Another solution to rising unemployment is often referred to as the ‘carrot or stick’ approach in Economics. Instead of targeting businesses, policies focus on the working-age population, chiefly how employment can be made more attractive to them, or unemployment less attractive. A potential ‘carrot,’ or reward, for those joining the workforce would be to increase wages. But since Starmer’s government recently raised the National Minimum Wage to £12.21 an hour, and introduced 30 hours a week of free childcare for parents looking to return to work, much of the public discourse now revolves around ‘sticks.’

The main stick, or punishment, for those who are unemployed is to cut benefits. This method would essentially make it less affordable for people to survive on Universal Credit or Personal Independence Payments alone, forcing claimants to search for work and, in theory, bag a job. But the reality isn’t quite so simple. A few months back, the government proposed welfare reforms that would tighten the eligibility criteria for certain benefits and save £5bn a year by 2030.

This may encourage some claimants to return to the workforce — those who are likely to settle for low-paid, part-time roles with little job security and a high risk of being laid off. However, what about those who are furthest from the workforce, or people with debilitating conditions, who, no matter how much you cut their benefits, would still be unable to work? They are immune to both the carrot and the stick.

Welfare Conundrum

You’ve likely already encountered numerous articles either in favour of or staunchly against reforming the welfare system. One thing we can all agree on, however, is that the UK’s benefits bill is ballooning. The welfare system is forecast to cost the state £316bn in 2025/26, making up nearly 24 per cent of the government’s total expenditure. The number of people claiming benefits without having to look for work reached a record high of 4 million earlier this month. Simultaneously, the UK’s sickness bill is costing employers £85bn a year because 2.8 million people are off work due to long-term illness.

With reports predicting an impending welfare crisis, it is easy to see why there has been so much uproar on both sides of the debate. Some argue that refusing benefits to those with the mildest forms of ADHD, anxiety and depression would save £7.4bn by 2029/30. Others assert that denying access to life-saving benefits would simply push more people into destitution, not into a job. It is a conundrum. However, new research could help us to better navigate this complex matter.

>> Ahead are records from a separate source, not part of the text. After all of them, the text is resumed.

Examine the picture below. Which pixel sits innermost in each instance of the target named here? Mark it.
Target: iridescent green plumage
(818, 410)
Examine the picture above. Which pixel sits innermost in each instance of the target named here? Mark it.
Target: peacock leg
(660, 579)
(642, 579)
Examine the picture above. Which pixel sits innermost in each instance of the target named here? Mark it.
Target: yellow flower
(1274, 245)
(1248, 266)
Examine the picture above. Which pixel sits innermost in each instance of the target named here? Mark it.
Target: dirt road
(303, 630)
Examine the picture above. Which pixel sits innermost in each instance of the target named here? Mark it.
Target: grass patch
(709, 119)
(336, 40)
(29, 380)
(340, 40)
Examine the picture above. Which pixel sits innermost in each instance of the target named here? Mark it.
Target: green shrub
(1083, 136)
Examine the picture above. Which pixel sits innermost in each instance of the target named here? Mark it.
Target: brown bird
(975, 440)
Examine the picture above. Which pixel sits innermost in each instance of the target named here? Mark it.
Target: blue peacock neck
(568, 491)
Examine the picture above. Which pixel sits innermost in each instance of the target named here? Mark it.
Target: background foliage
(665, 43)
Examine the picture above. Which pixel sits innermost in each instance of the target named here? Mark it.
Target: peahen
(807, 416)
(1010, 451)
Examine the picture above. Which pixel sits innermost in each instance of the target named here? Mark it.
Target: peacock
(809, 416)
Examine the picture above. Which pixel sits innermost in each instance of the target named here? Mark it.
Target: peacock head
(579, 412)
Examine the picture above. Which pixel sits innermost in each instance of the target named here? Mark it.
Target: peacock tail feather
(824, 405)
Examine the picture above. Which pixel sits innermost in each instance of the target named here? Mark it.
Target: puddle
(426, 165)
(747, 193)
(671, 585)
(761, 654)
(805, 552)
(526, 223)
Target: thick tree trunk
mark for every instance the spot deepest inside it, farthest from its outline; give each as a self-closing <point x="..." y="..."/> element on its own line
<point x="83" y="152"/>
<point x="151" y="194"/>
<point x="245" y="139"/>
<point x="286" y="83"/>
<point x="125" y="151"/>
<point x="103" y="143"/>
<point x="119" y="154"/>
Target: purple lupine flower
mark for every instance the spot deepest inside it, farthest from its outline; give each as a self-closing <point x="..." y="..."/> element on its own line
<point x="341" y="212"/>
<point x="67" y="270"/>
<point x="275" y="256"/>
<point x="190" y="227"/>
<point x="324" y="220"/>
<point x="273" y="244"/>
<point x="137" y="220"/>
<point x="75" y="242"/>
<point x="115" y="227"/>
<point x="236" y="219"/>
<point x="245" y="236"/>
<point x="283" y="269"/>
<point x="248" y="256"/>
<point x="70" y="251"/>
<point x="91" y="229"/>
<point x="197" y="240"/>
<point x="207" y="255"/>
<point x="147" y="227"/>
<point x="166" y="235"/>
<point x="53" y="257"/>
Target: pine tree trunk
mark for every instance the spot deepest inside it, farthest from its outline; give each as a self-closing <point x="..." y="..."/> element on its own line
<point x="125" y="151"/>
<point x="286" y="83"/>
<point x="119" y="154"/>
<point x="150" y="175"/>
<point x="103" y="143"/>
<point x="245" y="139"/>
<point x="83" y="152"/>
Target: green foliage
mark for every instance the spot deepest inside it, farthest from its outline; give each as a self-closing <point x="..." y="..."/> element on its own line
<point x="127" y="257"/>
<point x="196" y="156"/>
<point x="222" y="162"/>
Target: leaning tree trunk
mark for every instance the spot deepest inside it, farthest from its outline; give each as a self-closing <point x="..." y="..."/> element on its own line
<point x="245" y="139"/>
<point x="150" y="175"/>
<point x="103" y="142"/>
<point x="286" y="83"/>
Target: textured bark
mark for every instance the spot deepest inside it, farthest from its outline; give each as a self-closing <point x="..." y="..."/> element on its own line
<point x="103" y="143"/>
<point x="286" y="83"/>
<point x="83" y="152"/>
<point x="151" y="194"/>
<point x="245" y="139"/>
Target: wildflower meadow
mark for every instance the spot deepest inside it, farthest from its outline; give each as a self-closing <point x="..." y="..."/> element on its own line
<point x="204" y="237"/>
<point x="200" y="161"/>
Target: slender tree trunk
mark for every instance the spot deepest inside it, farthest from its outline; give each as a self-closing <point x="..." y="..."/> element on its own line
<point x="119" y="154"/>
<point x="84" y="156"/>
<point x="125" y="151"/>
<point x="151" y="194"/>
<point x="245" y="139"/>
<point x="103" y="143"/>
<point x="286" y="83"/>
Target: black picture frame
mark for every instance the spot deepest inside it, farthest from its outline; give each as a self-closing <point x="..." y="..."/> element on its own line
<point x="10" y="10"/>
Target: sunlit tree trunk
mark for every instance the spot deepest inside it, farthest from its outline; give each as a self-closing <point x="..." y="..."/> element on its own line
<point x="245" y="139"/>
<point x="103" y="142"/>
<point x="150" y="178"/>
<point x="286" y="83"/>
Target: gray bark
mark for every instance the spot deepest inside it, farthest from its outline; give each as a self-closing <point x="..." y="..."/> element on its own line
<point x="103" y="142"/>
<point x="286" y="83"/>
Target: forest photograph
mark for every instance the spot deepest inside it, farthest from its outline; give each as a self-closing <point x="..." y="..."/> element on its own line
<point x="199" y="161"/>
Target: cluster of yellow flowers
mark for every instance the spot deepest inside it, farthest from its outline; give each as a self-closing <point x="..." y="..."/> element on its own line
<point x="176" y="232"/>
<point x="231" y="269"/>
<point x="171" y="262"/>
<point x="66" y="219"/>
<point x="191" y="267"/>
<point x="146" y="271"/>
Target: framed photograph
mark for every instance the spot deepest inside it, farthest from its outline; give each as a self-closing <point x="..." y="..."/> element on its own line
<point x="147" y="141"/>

A 2025 study by the Joseph Rowntree Foundation (JRF) found that ‘carrot or stick’ policies are largely ineffective for people with disabilities, musculoskeletal issues, mental disorders and little to no educational attainment. It also acknowledges that those who have been exposed to Adverse Childhood Experiences, such as the homeless, care leavers or victims of domestic abuse, will be further from the workforce than others. With that in mind, the JRF suggests several passive and active labour market policies to reduce unemployment:

  1. Ensure that everyone is equipped with the right skills or qualifications needed to get a job
  2. Look to countries like Australia, Japan and the Netherlands, which incentivise their firms to adopt health and well-being initiatives, to tackle Britain’s sickness bill
  3. Work closely with local businesses and communities to assess the causes of unemployment unique to that region, instead of adopting a nationwide, one-size-fits-all strategy to tackle joblessness
  4. Offer personalised, tailored support to jobseekers, so that barriers to work can be dealt with head-on
  5. Improve digital and physical infrastructure to facilitate connectivity. Make sure that every town or city has somewhere to host jobs fairs, networking events and meetings between jobseekers and work coaches. Otherwise, it will be difficult to reach those most at risk from disengagement in the workforce
  6. Don’t freeze or cut benefits for young people. This could increase their risk of becoming homeless, which pushes them further into hardship and further from the workforce
  7. Introduce schemes such as Connect to Work, which aims to place work coaches in GP surgeries to get 300,000 people with poor health back to work, and Trailblazers, which would allocate £45m in funding to eight mayoral authorities to support young people not in employment, education or training

Truth Hurts

Tackling unemployment will require us to confront some hard truths. Mainly, the fact that it is going to cost money. But as the JRF highlights, our ‘current political and fiscal climate suggests a limited appetite for policies with high total costs,’ even though they will be more successful and cost-effective in the long run.

Politicians are too scared to increase taxes and spending for fear of infuriating voters. And voters feel betrayed by politicians because taxes are already at their highest rate in 70 years, and the cost-of-living continues to bite. Regardless, combating joblessness will require funds. And the funds are going to have to come out of someone’s pocket, and soon. The only question is: whose?